Suzan Lee Pitt was born on July 11, 1943, in Kansas City, Mo., to John and Belva (Baughman) Pitt. Her father owned a tire store and mechanic shop; her mother was a homemaker. As a girl, Suzan imagined her dolls and toys as objects that could talk, fly and climb mountains — flights of fancy that she never wanted to squelch.

“As you grow up you’re expected to take all that and make it disappear into the closet,” she said in an interview with Mr. Canemaker in Funnyworld magazine in 1979. “What happens to that impulse, that drive to transfer what you see around you into playthings?”

Ms. Pitt attended the University of Alabama for two years before moving on to the Cranbrook Academy of Art in Bloomfield Hills, Mich., where she studied painting, graphics and printmaking. She graduated in 1965 with a bachelor of fine arts degree.

Though she never completely stopped painting, the impulse to animate her imagery tugged at her. She would say that her paintings felt “arrested in time.”

One of her earliest animated films, “Crocus” (1971), uses drawings and cutouts in a story about a couple’s family life; when they make love, birds, flowers, cucumbers and a Christmas tree float in and out of the room until a child’s cries end the parade.

Ms.

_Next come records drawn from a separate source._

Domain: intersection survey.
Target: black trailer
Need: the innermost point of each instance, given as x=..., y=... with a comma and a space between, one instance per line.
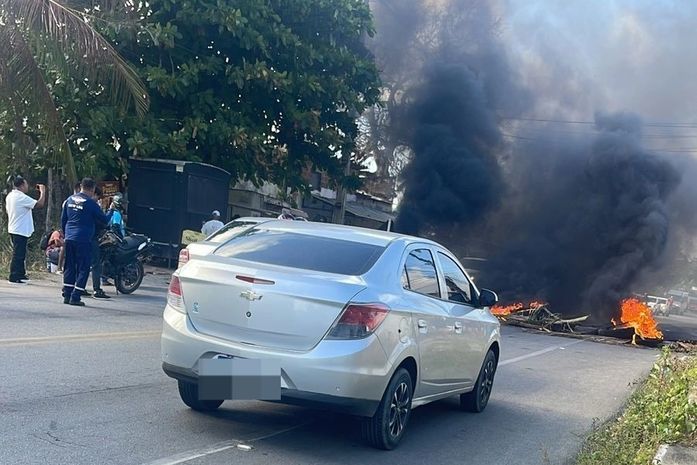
x=166, y=197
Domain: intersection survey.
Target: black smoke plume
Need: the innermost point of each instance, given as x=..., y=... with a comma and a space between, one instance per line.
x=574, y=220
x=453, y=176
x=591, y=218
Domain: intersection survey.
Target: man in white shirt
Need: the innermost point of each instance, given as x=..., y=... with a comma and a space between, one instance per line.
x=21, y=225
x=209, y=227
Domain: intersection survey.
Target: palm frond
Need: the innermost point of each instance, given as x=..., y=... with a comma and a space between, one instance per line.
x=22, y=87
x=93, y=56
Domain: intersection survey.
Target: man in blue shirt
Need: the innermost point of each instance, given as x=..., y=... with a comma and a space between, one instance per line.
x=80, y=218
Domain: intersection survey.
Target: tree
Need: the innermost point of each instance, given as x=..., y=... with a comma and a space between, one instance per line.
x=263, y=88
x=41, y=36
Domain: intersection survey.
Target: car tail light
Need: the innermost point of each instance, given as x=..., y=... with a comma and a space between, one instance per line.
x=359, y=321
x=175, y=298
x=183, y=257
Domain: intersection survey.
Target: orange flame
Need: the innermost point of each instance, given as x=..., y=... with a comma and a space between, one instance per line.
x=639, y=316
x=505, y=310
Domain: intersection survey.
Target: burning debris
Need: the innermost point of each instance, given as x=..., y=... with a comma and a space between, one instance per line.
x=638, y=315
x=505, y=310
x=636, y=321
x=537, y=315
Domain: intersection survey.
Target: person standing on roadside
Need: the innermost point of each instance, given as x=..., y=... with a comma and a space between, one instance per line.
x=19, y=208
x=61, y=257
x=80, y=218
x=97, y=255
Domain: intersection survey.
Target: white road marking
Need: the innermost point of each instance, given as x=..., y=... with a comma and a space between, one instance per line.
x=78, y=338
x=538, y=353
x=187, y=456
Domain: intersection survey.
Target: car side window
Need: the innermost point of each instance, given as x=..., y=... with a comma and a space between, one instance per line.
x=456, y=282
x=420, y=273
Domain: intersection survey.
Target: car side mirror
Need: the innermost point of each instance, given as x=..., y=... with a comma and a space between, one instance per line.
x=487, y=298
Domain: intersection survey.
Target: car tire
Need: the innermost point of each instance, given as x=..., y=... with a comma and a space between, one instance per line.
x=386, y=428
x=189, y=394
x=477, y=400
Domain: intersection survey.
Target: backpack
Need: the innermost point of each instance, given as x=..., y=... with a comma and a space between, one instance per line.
x=43, y=243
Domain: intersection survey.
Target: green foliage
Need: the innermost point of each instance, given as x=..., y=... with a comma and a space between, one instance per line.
x=659, y=412
x=263, y=88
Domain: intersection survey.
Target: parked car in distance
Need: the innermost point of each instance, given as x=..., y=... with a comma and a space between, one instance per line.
x=659, y=305
x=359, y=321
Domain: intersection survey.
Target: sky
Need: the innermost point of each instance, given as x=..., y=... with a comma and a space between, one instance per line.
x=611, y=55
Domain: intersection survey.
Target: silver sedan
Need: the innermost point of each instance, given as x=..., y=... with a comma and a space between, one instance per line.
x=360, y=321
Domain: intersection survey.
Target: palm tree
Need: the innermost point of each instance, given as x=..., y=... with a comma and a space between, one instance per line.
x=36, y=35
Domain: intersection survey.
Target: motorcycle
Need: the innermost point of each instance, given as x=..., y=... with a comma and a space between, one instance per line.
x=122, y=259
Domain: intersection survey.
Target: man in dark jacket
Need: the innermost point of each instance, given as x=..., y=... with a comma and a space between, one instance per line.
x=80, y=218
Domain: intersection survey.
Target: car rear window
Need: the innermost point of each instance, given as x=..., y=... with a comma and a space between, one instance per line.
x=302, y=251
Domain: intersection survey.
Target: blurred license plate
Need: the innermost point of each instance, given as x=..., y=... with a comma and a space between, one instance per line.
x=225, y=378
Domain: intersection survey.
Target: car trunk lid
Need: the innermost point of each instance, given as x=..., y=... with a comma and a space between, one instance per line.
x=264, y=305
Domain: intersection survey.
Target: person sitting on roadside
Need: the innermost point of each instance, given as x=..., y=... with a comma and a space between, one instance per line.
x=213, y=225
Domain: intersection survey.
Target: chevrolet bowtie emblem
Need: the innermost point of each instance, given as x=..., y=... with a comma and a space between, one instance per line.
x=250, y=295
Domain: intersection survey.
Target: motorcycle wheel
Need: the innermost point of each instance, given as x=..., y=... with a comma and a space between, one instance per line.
x=130, y=277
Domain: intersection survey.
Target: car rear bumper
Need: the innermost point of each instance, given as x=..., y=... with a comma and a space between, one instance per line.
x=346, y=376
x=350, y=406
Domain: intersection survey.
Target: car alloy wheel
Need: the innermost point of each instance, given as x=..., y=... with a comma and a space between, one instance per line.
x=385, y=429
x=477, y=400
x=399, y=409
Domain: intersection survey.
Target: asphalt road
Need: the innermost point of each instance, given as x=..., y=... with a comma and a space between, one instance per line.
x=84, y=386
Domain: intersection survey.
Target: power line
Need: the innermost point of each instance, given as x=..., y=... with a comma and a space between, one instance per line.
x=593, y=123
x=654, y=149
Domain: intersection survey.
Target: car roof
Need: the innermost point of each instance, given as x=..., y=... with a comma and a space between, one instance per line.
x=337, y=231
x=253, y=219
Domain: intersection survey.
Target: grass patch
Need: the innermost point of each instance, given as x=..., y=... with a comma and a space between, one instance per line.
x=659, y=412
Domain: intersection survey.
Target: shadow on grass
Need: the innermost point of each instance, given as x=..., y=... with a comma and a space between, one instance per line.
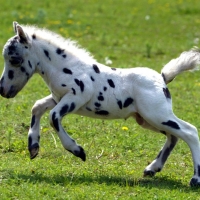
x=73, y=179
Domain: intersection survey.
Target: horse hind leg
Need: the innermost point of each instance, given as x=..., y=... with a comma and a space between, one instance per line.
x=185, y=131
x=159, y=161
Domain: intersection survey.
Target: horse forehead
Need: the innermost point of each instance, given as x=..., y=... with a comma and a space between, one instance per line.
x=11, y=47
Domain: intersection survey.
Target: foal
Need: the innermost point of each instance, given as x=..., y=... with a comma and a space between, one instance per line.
x=81, y=85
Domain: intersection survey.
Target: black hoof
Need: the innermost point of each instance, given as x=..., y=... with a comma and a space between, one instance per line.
x=149, y=173
x=34, y=149
x=81, y=153
x=194, y=182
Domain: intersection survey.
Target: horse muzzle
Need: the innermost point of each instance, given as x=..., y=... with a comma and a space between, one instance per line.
x=8, y=94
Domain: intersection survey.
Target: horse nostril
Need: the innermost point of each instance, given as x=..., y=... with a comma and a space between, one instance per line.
x=1, y=90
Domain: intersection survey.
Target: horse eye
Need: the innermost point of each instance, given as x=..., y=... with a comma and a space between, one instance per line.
x=15, y=60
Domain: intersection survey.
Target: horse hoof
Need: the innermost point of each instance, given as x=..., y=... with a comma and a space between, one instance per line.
x=81, y=153
x=194, y=182
x=149, y=173
x=34, y=149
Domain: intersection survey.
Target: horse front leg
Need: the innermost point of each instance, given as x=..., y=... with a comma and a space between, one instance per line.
x=39, y=108
x=65, y=106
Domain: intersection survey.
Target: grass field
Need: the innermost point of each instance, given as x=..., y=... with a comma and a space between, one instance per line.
x=130, y=33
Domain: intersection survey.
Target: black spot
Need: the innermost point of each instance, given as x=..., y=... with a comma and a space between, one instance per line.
x=102, y=112
x=59, y=51
x=128, y=102
x=64, y=110
x=29, y=63
x=88, y=109
x=22, y=69
x=119, y=104
x=163, y=77
x=32, y=121
x=72, y=107
x=74, y=91
x=11, y=49
x=110, y=82
x=29, y=141
x=92, y=78
x=171, y=124
x=82, y=86
x=96, y=69
x=55, y=121
x=100, y=98
x=77, y=81
x=167, y=93
x=163, y=132
x=158, y=156
x=34, y=36
x=198, y=170
x=67, y=71
x=47, y=54
x=10, y=74
x=97, y=104
x=23, y=40
x=165, y=155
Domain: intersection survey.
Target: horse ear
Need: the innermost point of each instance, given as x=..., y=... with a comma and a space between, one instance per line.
x=14, y=27
x=22, y=35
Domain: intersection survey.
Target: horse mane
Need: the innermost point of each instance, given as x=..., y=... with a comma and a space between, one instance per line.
x=49, y=37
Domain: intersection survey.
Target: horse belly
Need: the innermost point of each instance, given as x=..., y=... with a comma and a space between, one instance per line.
x=111, y=112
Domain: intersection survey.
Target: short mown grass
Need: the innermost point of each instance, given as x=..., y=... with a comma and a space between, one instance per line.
x=129, y=33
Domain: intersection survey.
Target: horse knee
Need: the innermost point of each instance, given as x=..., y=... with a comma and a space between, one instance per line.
x=37, y=108
x=54, y=120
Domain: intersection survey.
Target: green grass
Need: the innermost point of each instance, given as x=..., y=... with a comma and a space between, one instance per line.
x=130, y=33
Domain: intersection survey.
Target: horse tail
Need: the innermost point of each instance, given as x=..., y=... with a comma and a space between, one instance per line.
x=188, y=60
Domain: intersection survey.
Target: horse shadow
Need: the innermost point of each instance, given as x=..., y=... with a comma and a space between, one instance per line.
x=159, y=182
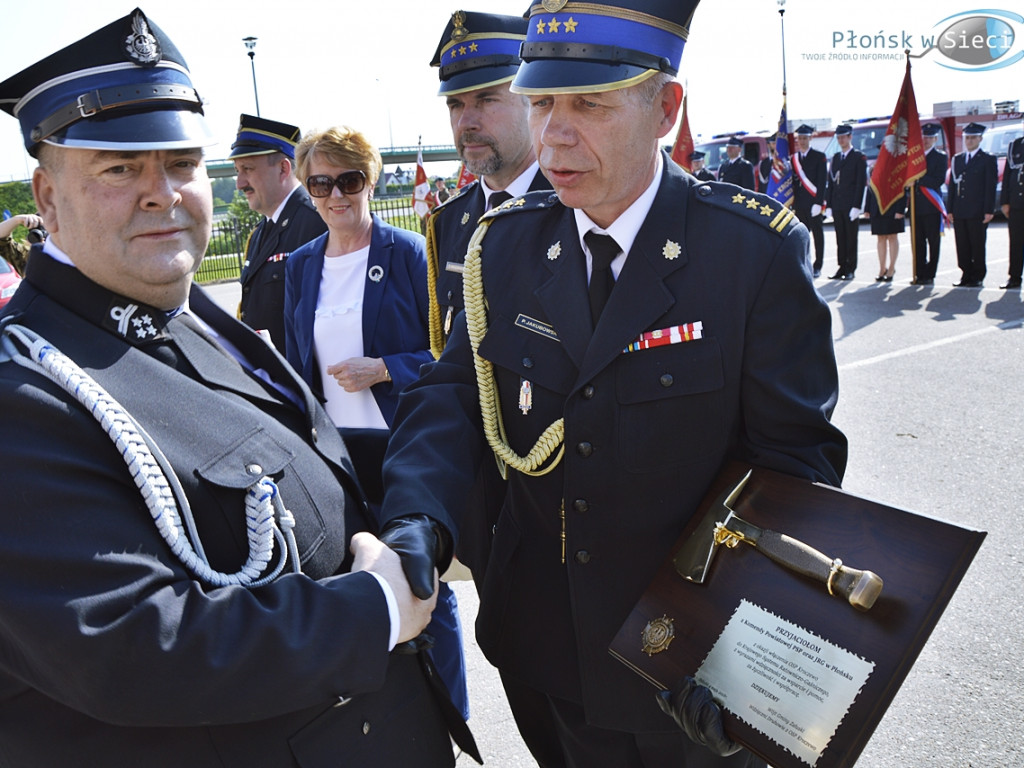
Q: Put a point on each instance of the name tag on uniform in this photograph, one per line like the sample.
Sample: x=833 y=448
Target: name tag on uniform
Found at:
x=672 y=335
x=537 y=327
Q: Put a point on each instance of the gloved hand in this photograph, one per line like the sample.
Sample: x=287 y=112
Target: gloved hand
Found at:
x=695 y=712
x=422 y=546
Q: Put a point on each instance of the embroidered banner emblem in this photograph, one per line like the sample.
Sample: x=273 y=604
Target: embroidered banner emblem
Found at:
x=537 y=327
x=673 y=335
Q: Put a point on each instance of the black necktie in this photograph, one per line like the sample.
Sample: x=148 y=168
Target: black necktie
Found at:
x=602 y=250
x=496 y=199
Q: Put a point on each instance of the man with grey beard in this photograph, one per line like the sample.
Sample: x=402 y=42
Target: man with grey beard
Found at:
x=477 y=57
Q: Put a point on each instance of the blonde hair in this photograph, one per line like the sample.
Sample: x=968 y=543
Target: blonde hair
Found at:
x=342 y=146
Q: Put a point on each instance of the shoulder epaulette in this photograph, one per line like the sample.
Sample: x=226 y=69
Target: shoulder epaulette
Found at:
x=755 y=207
x=528 y=202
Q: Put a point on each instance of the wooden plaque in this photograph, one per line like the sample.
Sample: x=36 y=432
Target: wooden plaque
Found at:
x=920 y=559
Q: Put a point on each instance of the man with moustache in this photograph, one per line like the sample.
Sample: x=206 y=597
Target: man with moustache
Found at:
x=264 y=156
x=186 y=563
x=477 y=57
x=622 y=339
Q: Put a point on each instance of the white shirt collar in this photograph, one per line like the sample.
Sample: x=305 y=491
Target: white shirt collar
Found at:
x=627 y=226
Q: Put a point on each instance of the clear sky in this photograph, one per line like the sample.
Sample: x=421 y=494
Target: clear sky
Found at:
x=367 y=64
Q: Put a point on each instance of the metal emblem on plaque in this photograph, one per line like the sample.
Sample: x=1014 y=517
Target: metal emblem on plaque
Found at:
x=657 y=635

Pitt made several other films after “Asparagus,” her breakthrough, including “El Doctor,” a 2006 film, set in Mexico, about an old doctor who encounters miracles on his last day on earth. The critic Robert Abele, writing in The Los Angeles Times, praised the film as a “trippy, magic-realist expedition” where “squirmy human (and nonhuman) forms wiggle in the frame like a bacteria party in a festive petri dish.”

The screenplay for “El Doctor” was written by Ms. Pitt’s son, Blue Kraning. He collaborated with his wife, Ms. Kraning, on a 2006 short documentary about his mother, “Persistence of Vision.”

Ms. Pitt was also known for the fashionable hand-painted coats she created (and sold), using images from her films and popular culture. And her animation film work was used in the set designs of two operas, Mozart’s “The Magic Flute” and Berlioz’s “The Damnation of Faust,” both staged in West Germany in the 1980s.

Ms. Pitt, who received a Guggenheim Fellowship in 2000, taught animation at Harvard and the California Institute of the Arts in Santa Clarita.

In 2017, the Museum of Modern Art in New York presented five of her restored films, continuing a relationship with her that began in 1979 with a showing of “Asparagus.” Josh Siegel, a film curator at MoMA, said in a phone interview that Ms. Pitt had thrived as an independent filmmaker “entirely because of her singular vision, her sense of humor and her wicked, subversive aesthetic.”

Ms. Pitt is survived by her son; her sister, Melinda Carlton; and her brother, John. Her marriage to Alan Kraning ended in divorce.

Her final film, “Pinball” (2013), sets her largely abstract paintings — which flash by in a whirl of imagery — to music that George Antheil composed for Fernand Léger’s film “Ballet Mécanique” (1924) and subsequently revised.

“Think of ‘Pinball,’ ” Ms. Pitt said on her website about this seven-minute movie, “as a spinning flying saucer which lands in your yard, performs, and then flies away to the sound of film flapping in a projector.”